Третий звонок был от Наташи. Я уже успела принять душ, выпить кофе и почувствовать себя достаточно свежей и бодрой для новых трудовых свершений. Пора бы уже. Стыдно ведь. Тоже мне, профессионал называется. Два дня — коту под хвост!
Наташа спросила о сказках. Елки-палки! Опять пришлось краснеть и мямлить, что времени никак не хватает, но обязательно… обязательно… А потом она сама, без моих напоминаний, ответила на вопрос, который я задала ей еще, кажется, позавчера.
— Вы знаете, Таня, я подумала над ответом на ваш вопрос… — начала она тихим голосом и замолчала.
— И?.. — Я поняла, что этого «и» от меня и ждали, поскольку, как только оно было произнесено, Наташин голос окреп, и она уже более уверенно продолжила:
— Нет. Я думаю, что эта ваша версия — совершенно исключается. Некому было… — уже менее уверенно закончила она.
— Вы так думаете? Ну, что ж. Ладно. — Я немного поколебалась, но потом все же произнесла: — Наташа, а вы знаете, что с Борисовым?
— С Олегом? А что с ним? — удивилась Наташа, и я поняла, что нет. Не знает. Но разговор был начат, а уж если сказано «а», то надобно и «б» говорить. И я сказала:
— Его вчера убили.
Наташа сдавленно ойкнула:
— Не может быть!
— К сожалению, очень даже может. Этим сейчас милиция занимается. Скорее всего, к вам тоже сегодня приедут или вызовут, поскольку вы его неплохо знали, так что готовьтесь.
— Хорошо, — едва прошелестела Наташа в трубку. — А как у вас вообще дела? — еле слышно спросила она.
— Двигаемся потихоньку, — соврала я. — Думается, еще пара деньков, и все будет закончено. — Это было куда как более чем самоуверенно, но… Ничего другого мне не оставалось, так уж мне, матерой циничной сыщице, захотелось приободрить Наташу.
— Это хорошо, — выдохнула она. — Тогда не стану вас больше отвлекать. А сказки вы все же, Таня, почитайте…
— Обязательно. — На этом и распрощались.
Я села, закурила и решила собрать мозги в кучу, как говорится. Итак, круг основных подозреваемых.
Первое. Лукашов. Тут даже рогатый ногу сломал бы. Долг, срок погашения которого совпадал со сроком, назначенным братками, ссора из-за денег — а вот поди ж ты, по интеллигентику-то и не скажешь, что на бабулечки ведется! — поездка на дачу, якобы для примирения, странные «чуйства» ко вдовушке — а ведь Лукашов далеко не аскет, вчера я в этом самолично убедилась, ну, почти убедилась, скажем так, или хорошо, что не убедилась, так все же лучше, — изначальное умалчивание, то есть сокрытие важных фактов. Да и белая «бэха», которая вкупе со страстной нелюбовью к Борисову…
Стоп. При чем здесь Борисов? Пусть этим делом Лялька занимается со товарищи, а нам дал бы бог со своим покойничком разобраться… Хотя… Вполне возможно, что эти убийства как-то связаны, тогда и нам не грех об этом поразмыслить…
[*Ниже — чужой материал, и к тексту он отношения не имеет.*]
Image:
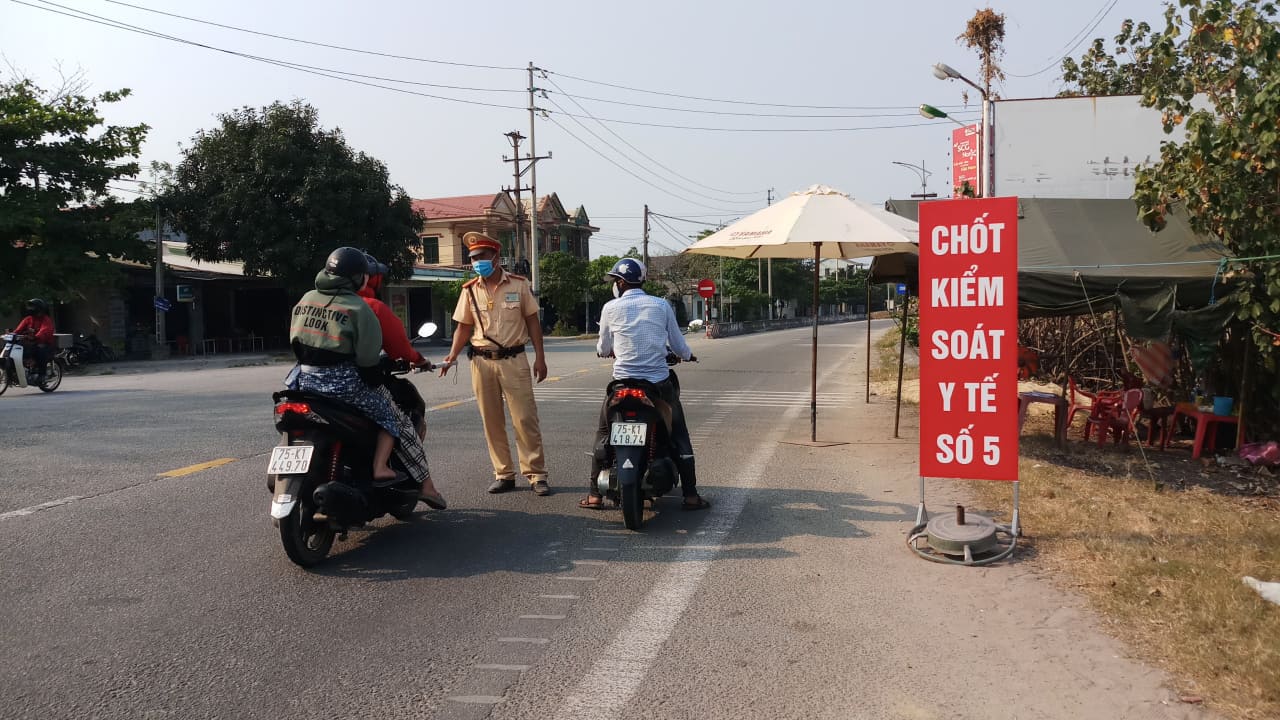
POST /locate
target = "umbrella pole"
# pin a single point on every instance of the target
(813, 360)
(868, 338)
(901, 355)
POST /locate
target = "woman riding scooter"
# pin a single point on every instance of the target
(337, 340)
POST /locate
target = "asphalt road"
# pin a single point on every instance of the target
(131, 591)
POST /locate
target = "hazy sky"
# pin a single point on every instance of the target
(868, 59)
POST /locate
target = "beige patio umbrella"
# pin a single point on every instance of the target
(819, 223)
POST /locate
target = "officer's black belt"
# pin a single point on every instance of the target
(494, 352)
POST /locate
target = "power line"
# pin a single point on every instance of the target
(624, 155)
(315, 42)
(912, 114)
(1078, 39)
(611, 160)
(685, 219)
(728, 101)
(641, 151)
(352, 77)
(298, 67)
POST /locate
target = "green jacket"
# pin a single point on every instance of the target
(332, 324)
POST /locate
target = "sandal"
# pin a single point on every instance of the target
(700, 505)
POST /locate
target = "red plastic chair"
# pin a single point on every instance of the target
(1119, 422)
(1106, 405)
(1078, 401)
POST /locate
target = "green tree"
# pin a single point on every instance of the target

Значит, второе. Борисов. Сейчас он, конечно, никому и никакого зла причинить не может, но раньше… Парень он, безусловно, вспыльчивый был, упокой господи его душу. Но на месте преступления оказался он позже, чем было само преступление совершено. Однако ж он вполне мог видеть нечто… Хотя очень может быть, что ничего и никого не увидел, кроме Старцева, разумеется, по причине великого потрясения. И все же… Кому-то он, надо полагать, помешал, если его, голубу, пришили. Очень даже может быть, что тот же самый человек. Скажем, если бы Борисов знал нечто такое, о чем ему знать не полагалось. Или же — затем, чтобы злодеяние на него спихнуть. Нет. Последнее — вряд ли. Тогда способ был бы наверняка выбран иной, что-нибудь типа имитации самоубийства, да еще и посмертная записочка, так, мол, и так, простите, люди добрые, я это…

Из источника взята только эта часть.